Apparently they were past outrage, and they all decamped to a nearby restaurant. Grabbed a cluster of four tables and Axel outlined a basic Mentalist training program.
"We can't, we can't . . ."
"Go to a judge and asked to pospone chipping a couple dozen Portal Clones so their abilities can mature before they're put to work? If the judge is stiff, Evgeny here," The man sat up startled, "has connections who can get an emergency declaration."
"But . . . no chips?"
"Not during training." Axel dipped into a link with the kids :: Or ever, but no need for them to know that yet. ::
"You're a World of three billion people. Right now, three shifts for one portal, you only need twelve portalists plus a few extra in case of illness. I think Regulous can handle fifteen kids going without chips for a few years."
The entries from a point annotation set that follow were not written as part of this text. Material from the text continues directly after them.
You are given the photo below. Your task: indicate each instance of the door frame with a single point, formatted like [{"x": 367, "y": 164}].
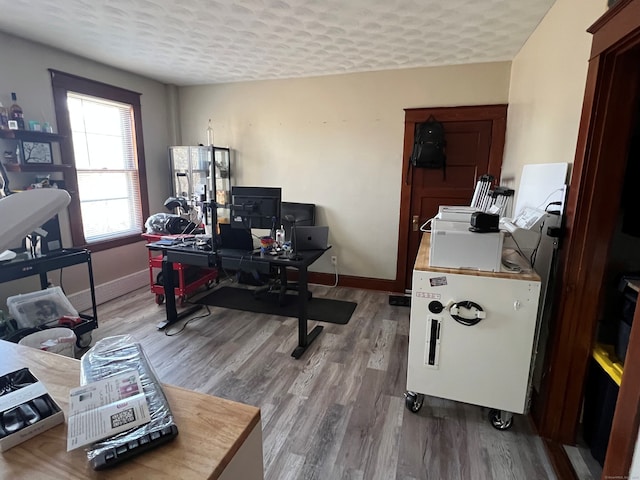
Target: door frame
[
  {"x": 600, "y": 161},
  {"x": 496, "y": 113}
]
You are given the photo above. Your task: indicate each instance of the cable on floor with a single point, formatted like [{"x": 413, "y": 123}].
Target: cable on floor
[{"x": 184, "y": 325}]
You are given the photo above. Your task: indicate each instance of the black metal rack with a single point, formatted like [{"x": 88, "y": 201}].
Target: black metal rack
[{"x": 24, "y": 265}]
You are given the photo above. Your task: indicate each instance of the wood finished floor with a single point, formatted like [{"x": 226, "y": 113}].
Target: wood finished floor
[{"x": 338, "y": 412}]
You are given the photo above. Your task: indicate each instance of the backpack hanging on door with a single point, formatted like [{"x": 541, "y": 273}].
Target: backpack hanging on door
[{"x": 429, "y": 145}]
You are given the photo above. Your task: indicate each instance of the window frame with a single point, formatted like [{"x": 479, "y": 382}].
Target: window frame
[{"x": 62, "y": 83}]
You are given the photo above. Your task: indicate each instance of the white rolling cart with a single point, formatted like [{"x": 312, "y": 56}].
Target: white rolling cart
[{"x": 472, "y": 337}]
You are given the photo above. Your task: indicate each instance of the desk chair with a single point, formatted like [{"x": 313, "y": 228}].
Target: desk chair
[{"x": 292, "y": 214}]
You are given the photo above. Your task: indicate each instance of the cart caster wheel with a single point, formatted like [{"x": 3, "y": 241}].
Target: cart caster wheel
[
  {"x": 84, "y": 340},
  {"x": 500, "y": 420},
  {"x": 413, "y": 401}
]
Evgeny sighed. "It's not as good, or efficient as normal portal operations. But until the zivvy crisis is settled, it will help the Alliance limp along."
My, what a smooth lie! I think I like this fellow.
Between Ark and the expanding number of clones, he was having trouble finding time to hunt for dairy equipment.
But here was an ad for a "complete dairy farm setup."
"And me without a clue about working order, completeness, or value." Axel sighed and reached for the phone.
"So . . . you're selling the land to developers and need to sell the cows and all the equipment . . . what about the workers, and their kids?" Who are all pretending they aren't listening as hard as they can.
"They'll have to retrain." Lord Yalokov shrugged, then eyed Axel. "Unless you need them."
Good God. Can I buy an entire working dairy.
"Eh, might. What about the buildings . . ."
Getting it all into the walking-stick bubble was an interesting task. Especially the little orchard.